SFB796 - Sub project A5
(sub project concluded on Dec 31 2012)


Exploration of the structural basis for the functional mimicry of the CD4 binding site of HIV-1 gp120: Implications vor virus entry inhibition and the induction of broadly neutralizing antibodies


Project summary

Entry of the virus HIV-1 into its host cell is initiated by specific interaction of the viral envelope glycoprotein gp120 with the cellular receptor CD4. The binding site of gp120 for CD4 (CD4bs) represents a conserved region in this otherwise highly variable protein. Furthermore, the epitope of the broadly neutralizing anti-HIV-1 antibody mAb b12 has been found to overlap the CD4bs. Molecules capable of structurally and functionally mimicking this gp120 region are therefore promising candidates as HIV-1 entry inhibitors, as well as immunogens for the elicitation of virus-neutralizing antibodies.
Based on the crystal structure of core gp120 in complex with CD4, we have previously designed molecules, which present the gp120 fragments that constitute its CD4bs. Immunization with such a CD4bs mimetic peptide, which competes with gp120 for binding to CD4 and mAb b12, respectively, yielded antibodies that recognize gp120 with a specificity related to that of mAb b12.
The goal of this project, which will be carried out in collaboration with U. Schubert and Y. Muller (projects A1 and Z), is to understand the structural features of CD4bs mimetics that govern their affinity to CD4, which will in turn guide the design of improved, specific CD4bs mimetics as entry inhibitors, as well as immunogen candidates for the elicitation of broadly neutralizing anti-HIV-1 antibodies. The overall question we will address is whether such mimetic molecules are able to adopt structures that resemble the CD4bs within the structural context of gp120, and whether this structural analogy correlates with the affinity to CD4. This will be accomplished by structural analysis of a range of different CD4bs mimetic molecules in complex with CD4. In a complementary approach, we will design and generate synthetic mimetics of the gp120 epitope for mAb b12, which, while overlapping the CD4bs, has recently been shown to also involve gp120 regions that are not part of the CD4bs.

Structure-based mimicry of the CD4 binding site of HIV gp120 through a synthetic peptide.


Project relevant publications

  • Eichler, J.   (2008).   Peptides as protein binding site mimetics.   Curr Opin Chem Biol 12, 707-713.

  • Sudarman, E., Bollati-Fogolin, M., Hafner, M., Müller, W., Scheller, J., Rose-John, S. and Eichler, J.   (2008).   Synthetic Mimetics of the gp130 Binding Site for Viral Interleukin-6 as Inhibitors of the vIL-6 – gp130 Interaction.   Chem Biol Drug Des 71, 494-500.

  • Franke, R., Hirsch, T., Overwin, H. and Eichler, J.   (2007).   Synthetic Mimetics of the CD4 Binding Site of HIV-1 gp120 for the Design of Immunogens.   Angew Chem Int Ed 46(8), 1253-1255.
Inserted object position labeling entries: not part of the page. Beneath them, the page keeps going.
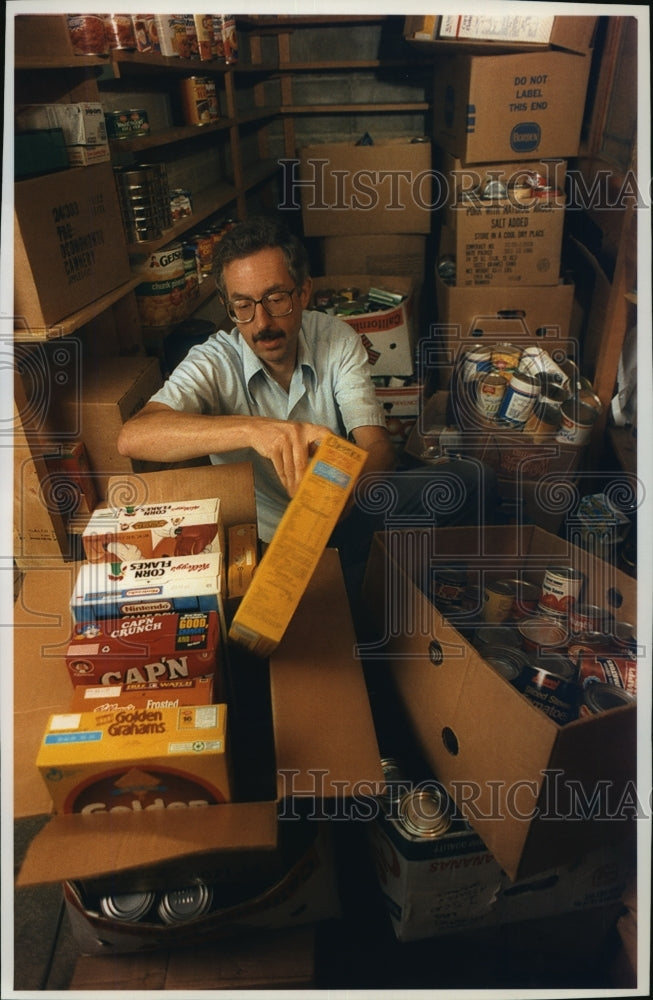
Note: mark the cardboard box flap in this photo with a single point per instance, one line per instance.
(324, 734)
(80, 846)
(233, 484)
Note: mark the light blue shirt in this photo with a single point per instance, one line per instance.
(331, 385)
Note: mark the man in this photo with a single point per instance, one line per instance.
(268, 390)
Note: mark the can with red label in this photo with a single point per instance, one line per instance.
(561, 588)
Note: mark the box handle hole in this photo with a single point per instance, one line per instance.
(450, 741)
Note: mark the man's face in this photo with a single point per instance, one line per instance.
(273, 339)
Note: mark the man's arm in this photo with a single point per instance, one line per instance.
(158, 433)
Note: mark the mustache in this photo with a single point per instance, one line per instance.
(268, 335)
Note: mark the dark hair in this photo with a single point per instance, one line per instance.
(260, 233)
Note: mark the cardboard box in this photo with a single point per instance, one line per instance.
(453, 883)
(158, 586)
(382, 254)
(401, 405)
(321, 719)
(96, 408)
(389, 334)
(528, 786)
(291, 557)
(134, 759)
(69, 247)
(305, 893)
(348, 189)
(510, 107)
(513, 240)
(507, 32)
(538, 314)
(148, 648)
(153, 531)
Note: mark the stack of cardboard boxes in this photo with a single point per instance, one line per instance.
(381, 191)
(508, 108)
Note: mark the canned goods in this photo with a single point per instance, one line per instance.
(505, 359)
(519, 398)
(498, 599)
(87, 34)
(542, 634)
(561, 588)
(490, 390)
(127, 906)
(549, 682)
(199, 100)
(179, 905)
(424, 814)
(119, 31)
(599, 697)
(577, 420)
(507, 661)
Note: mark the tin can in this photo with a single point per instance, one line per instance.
(127, 906)
(119, 31)
(87, 34)
(490, 390)
(498, 599)
(549, 682)
(542, 634)
(505, 359)
(424, 814)
(199, 100)
(179, 905)
(597, 698)
(561, 589)
(519, 399)
(507, 661)
(617, 671)
(577, 420)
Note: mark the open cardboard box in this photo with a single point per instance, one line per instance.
(321, 718)
(528, 786)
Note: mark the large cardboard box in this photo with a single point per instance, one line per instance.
(453, 883)
(296, 546)
(383, 188)
(95, 410)
(510, 107)
(382, 254)
(389, 335)
(321, 720)
(501, 32)
(512, 240)
(537, 793)
(69, 246)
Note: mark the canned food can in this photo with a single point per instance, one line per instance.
(179, 905)
(519, 399)
(424, 814)
(561, 589)
(127, 906)
(550, 683)
(507, 661)
(119, 30)
(617, 671)
(199, 100)
(539, 634)
(498, 599)
(505, 359)
(597, 698)
(489, 394)
(87, 34)
(577, 420)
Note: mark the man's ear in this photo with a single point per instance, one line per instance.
(305, 292)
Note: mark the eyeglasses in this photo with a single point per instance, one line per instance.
(275, 304)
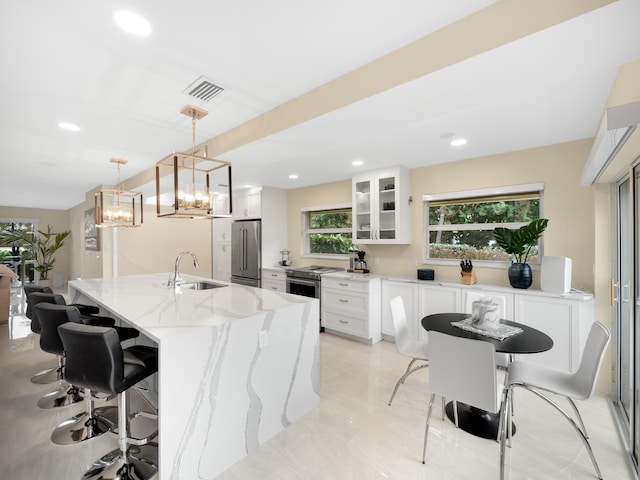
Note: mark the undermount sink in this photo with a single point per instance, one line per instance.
(201, 285)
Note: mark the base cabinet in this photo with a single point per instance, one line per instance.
(274, 279)
(566, 321)
(351, 306)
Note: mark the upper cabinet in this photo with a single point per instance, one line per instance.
(247, 203)
(381, 207)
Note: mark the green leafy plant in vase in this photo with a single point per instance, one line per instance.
(519, 242)
(40, 245)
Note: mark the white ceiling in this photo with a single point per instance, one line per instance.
(67, 61)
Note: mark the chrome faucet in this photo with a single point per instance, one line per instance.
(176, 273)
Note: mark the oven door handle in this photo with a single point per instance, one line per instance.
(301, 281)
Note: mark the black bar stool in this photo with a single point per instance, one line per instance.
(97, 361)
(49, 375)
(35, 295)
(50, 317)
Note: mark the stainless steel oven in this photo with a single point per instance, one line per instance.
(301, 286)
(306, 281)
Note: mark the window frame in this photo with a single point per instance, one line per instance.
(306, 231)
(482, 192)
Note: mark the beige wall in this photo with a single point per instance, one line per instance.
(568, 206)
(59, 222)
(154, 247)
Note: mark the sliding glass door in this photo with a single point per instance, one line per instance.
(626, 311)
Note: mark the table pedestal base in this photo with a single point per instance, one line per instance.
(476, 421)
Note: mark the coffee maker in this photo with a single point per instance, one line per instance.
(357, 262)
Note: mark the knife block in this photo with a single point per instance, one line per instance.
(468, 278)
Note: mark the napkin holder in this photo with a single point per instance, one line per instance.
(485, 314)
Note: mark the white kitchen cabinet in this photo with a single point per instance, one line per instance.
(408, 290)
(274, 279)
(220, 205)
(381, 207)
(270, 206)
(566, 320)
(351, 306)
(436, 298)
(221, 249)
(247, 203)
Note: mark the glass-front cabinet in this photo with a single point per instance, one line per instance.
(381, 207)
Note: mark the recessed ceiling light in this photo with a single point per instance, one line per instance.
(458, 142)
(69, 126)
(132, 23)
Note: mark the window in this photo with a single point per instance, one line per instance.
(327, 230)
(460, 225)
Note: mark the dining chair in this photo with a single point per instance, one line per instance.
(573, 386)
(465, 370)
(416, 350)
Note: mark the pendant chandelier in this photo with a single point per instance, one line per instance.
(117, 207)
(194, 185)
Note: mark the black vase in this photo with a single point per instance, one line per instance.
(520, 275)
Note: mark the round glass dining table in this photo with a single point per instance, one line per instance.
(473, 420)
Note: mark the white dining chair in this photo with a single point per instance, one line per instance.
(465, 370)
(416, 350)
(573, 386)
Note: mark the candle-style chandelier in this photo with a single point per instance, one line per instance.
(117, 207)
(195, 186)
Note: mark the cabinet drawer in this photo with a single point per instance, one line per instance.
(345, 323)
(345, 301)
(343, 284)
(274, 285)
(268, 275)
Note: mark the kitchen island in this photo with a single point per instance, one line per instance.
(237, 364)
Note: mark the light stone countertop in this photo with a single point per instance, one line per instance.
(162, 312)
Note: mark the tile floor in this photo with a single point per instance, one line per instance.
(352, 435)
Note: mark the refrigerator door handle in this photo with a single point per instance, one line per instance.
(244, 248)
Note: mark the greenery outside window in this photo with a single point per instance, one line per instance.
(328, 230)
(460, 225)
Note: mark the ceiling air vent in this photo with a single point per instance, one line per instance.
(203, 89)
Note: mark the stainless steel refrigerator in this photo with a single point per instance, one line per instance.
(245, 252)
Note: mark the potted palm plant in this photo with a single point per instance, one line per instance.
(519, 242)
(40, 245)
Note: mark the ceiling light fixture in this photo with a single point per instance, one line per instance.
(132, 23)
(116, 207)
(200, 187)
(71, 127)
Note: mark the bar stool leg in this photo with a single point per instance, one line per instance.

  • Hunke, C., Hirsch, T. and Eichler, J.   (2006).   Structure-Based Synthetic Mimicry of Discontinuous Protein Binding Sites: Inhibitors of the Interaction of Mena EVH1 Domain with Proline-Rich Ligands.   Chem Bio Chem 7(8), 1258-1264.

  • Franke, R., Doll, C. and Eichler, J.   (2005).   Peptide ligation through click chemistry for the generation of assembled and scaffolded peptides.   Tetrahedron Lett 46(26), 4479-4482.